2.16 Kaplan-Meier survival analysis of immune cells
Subsequently, Kaplan-Meier survival analysis of immune cells was performed. The results showed that Treg cells, CD4 + T memory cells, follicular helper T cells, monocytes, inactive mast cells, and resting dendritic cells had a good predictive ability for OS (Fig. 8c-h).

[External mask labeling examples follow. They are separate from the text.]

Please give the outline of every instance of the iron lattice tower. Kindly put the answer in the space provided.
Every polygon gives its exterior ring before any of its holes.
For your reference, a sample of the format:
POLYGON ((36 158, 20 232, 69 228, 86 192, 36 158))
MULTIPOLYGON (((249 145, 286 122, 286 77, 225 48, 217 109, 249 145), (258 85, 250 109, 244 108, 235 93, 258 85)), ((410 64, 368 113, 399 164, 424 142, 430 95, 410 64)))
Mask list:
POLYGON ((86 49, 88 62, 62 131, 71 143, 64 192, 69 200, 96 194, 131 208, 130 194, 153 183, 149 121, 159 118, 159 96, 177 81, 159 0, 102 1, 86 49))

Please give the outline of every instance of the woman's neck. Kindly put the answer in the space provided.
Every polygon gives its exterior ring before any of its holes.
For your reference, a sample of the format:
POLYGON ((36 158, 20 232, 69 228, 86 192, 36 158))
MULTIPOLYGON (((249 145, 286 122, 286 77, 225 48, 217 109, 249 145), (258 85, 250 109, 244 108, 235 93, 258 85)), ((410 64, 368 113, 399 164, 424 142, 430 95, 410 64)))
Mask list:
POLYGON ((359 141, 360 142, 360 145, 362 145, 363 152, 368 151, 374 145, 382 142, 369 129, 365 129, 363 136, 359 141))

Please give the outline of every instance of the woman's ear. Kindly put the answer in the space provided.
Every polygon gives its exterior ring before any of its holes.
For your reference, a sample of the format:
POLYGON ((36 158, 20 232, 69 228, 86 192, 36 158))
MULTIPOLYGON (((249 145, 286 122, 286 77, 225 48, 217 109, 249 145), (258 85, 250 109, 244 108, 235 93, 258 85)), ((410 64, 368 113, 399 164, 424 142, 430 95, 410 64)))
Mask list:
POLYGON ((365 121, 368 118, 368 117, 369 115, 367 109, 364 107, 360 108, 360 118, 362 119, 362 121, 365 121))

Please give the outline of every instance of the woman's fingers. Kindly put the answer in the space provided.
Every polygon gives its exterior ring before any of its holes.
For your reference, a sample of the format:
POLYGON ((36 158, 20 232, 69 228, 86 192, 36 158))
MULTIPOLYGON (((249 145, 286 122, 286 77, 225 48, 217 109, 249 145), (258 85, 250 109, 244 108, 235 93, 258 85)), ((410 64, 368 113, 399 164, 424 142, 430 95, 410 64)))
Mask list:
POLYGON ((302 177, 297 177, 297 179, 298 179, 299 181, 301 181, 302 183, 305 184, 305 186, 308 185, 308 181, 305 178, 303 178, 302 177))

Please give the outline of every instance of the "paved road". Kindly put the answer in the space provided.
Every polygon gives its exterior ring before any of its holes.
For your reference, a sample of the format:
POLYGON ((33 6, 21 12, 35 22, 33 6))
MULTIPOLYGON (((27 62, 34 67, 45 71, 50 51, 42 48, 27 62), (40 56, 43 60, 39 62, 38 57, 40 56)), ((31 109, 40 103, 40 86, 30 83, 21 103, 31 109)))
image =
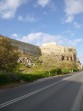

2.17 Immune microenvironment and immune escape
To explore the relationship between the tumor microenvironment (TME), we performed TME scores and found that high-risk patients had higher immune scores and higher ESTIMATE scores than low-risk patients (Fig. 9a-c).To assess the potential of risk scores as biomarkers for immunotherapy or chemotherapy, we used the TIDE online tool to predict responses to immunotherapy in different risk groups. The TIDE score was found to be negatively correlated with the efficacy of immunotherapy, and the results showed that TIDE score of high-risk patients significantly increased (P < 0.05) (Fig. 9d-f), suggesting that the efficacy of immunotherapy in the high-risk group was worse than that in the low-risk group.
2.18 Immune checkpoints
Based on the importance of immunotherapy with checkpoint inhibitors, we further investigated the expression of immune checkpoints in both risk groups. The results showed that most immune checkpoints were more active in high-risk populations. The expression of immune checkpoints was significantly increased in high-risk patients. In particular, the expression of molecules, such as CD70 (CD70), cytotoxic T lymphocyte-associated protein 4 (CTLA4), and PDCD1, were significantly elevated in the high-risk group (Fig. 9g). These results suggest that the immune microenvironment in high-risk groups may be suppressed by the upregulation of immunosuppressive cytokines and immune checkpoints.
2.19 Small molecule drugs
Many small molecule drugs often show drug resistance in the process of cancer treatment, resulting in poor drug efficacy, leading to renal clear cell carcinoma and worse clinical prognosis. To validate the use of drugs in different risk groups, we compared the median maximum inhibitory concentration (IC50), which can help quantify the therapeutic ability of drugs to induce cancer cell apoptosis, which is inversely proportional to the sensitivity of small molecule drugs. Using the pRRophetic algorithm, we calculated the chemotherapy effect of 12 common small molecule drugs (sunitinib, pyrimidine, paclitaxel, lenalidomide, imatinib, gemcitabine, gefitinib, erlotinib, cytarabine, cisplatin, and bosutinib) on KIRC patients to evaluate the relationship between risk score and small molecule drug resistance based on IC50. As shown in Fig. 10, the IC50 for gemcitabine, gefitinib, imatinib, and cisplatin (P < 0.001) was significantly higher in the high-risk group than in the low-risk group, suggesting that high-risk patients may not benefit from these drugs. Sunitinib, pyrimidine, paclitaxel, lenalidomide, erlotinib, cytarabine, and bosutinib were significantly reduced in the high-risk group, indicating that these small molecule drugs may be more sensitive and have a greater impact on high-risk patients. These results indicate that the risk prognostic model could not only classify individuals into different risk groups, but also assist in the selection of small molecule drugs according to the corresponding sensitivity values of clinically observed KIRC patients.